Differentiation of human bone marrow stem cells into cells with a neural phenotype: diverse effects of two specific treatments

• Published in: BMC neuroscience Vol. 7; no. 1; p. 14
• Main Authors: Scintu, Franca, Reali, Camilla, Pillai, Rita, Badiali, Manuela, Sanna, Maria Adele, Argiolu, Francesca, Ristaldi, Maria Serafina, Sogos, Valeria
• Format: Journal Article
• Language: English
• Published: England BioMed Central 16.02.2006; BMC
• Subjects: 1-Methyl-3-isobutylxanthine - pharmacology; Adolescent; Adult; Antigens, CD - metabolism; Blotting, Western - methods; Bone Marrow Cells - cytology; Bone Marrow Cells - physiology; Cell Differentiation - drug effects; Cell Differentiation - physiology; Cell Size - drug effects; Cells, Cultured; Child; Colforsin - pharmacology; Fibroblast Growth Factor 1 - pharmacology; Flow Cytometry - methods; Gene Expression Regulation - drug effects; Glial Fibrillary Acidic Protein - metabolism; Humans; Immunohistochemistry - methods; Intermediate Filament Proteins - metabolism; Mercaptoethanol - pharmacology; Microscopy, Electron, Scanning - methods; Nerve Tissue Proteins - metabolism; Nestin; Neurofilament Proteins - metabolism; Neurons - physiology; Neurons - ultrastructure; Phenotype; Phosphodiesterase Inhibitors - pharmacology; Phosphopyruvate Hydratase - metabolism; Reverse Transcriptase Polymerase Chain Reaction - methods; RNA, Messenger - metabolism; Stem Cells - drug effects; Stem Cells - physiology; Tetradecanoylphorbol Acetate - pharmacology; Time Factors; Tretinoin - pharmacology
• ISSN: 1471-2202; 1471-2202
• DOI: 10.1186/1471-2202-7-14

It has recently been demonstrated that the fate of adult cells is not restricted to their tissues of origin.
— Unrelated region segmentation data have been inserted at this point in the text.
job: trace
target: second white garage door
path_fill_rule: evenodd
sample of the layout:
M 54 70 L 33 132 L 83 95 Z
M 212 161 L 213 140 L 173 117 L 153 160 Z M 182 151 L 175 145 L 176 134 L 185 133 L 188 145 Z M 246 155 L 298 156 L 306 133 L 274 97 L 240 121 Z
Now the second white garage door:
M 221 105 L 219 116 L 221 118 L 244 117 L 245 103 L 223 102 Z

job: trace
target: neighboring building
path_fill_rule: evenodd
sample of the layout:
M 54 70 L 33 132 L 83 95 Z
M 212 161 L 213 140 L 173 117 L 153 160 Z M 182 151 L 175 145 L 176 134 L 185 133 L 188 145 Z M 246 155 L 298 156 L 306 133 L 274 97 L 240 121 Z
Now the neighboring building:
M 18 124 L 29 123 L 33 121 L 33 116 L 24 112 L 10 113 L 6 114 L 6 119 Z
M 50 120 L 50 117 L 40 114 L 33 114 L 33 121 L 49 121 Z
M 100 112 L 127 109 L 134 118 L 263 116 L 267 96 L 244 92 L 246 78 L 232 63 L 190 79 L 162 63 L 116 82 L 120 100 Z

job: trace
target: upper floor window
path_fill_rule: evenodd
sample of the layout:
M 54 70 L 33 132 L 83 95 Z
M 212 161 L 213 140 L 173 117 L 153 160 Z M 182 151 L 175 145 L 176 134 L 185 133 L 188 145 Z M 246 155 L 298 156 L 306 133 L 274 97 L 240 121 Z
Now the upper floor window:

In particular, it has been shown that bone marrow stem cells can give rise to cells of different tissues, including neural cells, hepatocytes and myocytes, expanding their differentiation potential. In order to identify factors able to lead differentiation of stem cells towards cells of neural lineage, we isolated stromal cells from human adult bone marrow (BMSC). Cells were treated with: (1) TPA, forskolin, IBMX, FGF-1 or (2) retinoic acid and 2-mercaptoethanol (BME). Treatment (1) induced differentiation into neuron-like cells within 24 hours, while a longer treatment was required when using retinoic acid and BME. Morphological modifications were more dramatic after treatment (1) compared with treatment (2). In BMSC both treatments induced the expression of neural markers such as NF, GFAP, TUJ-1 and neuron-specific enolase. Moreover, the transcription factor Hes1 increased after both treatments. Our study may contribute towards the identification of mechanisms involved in the differentiation of stem cells towards cells of neural lineage.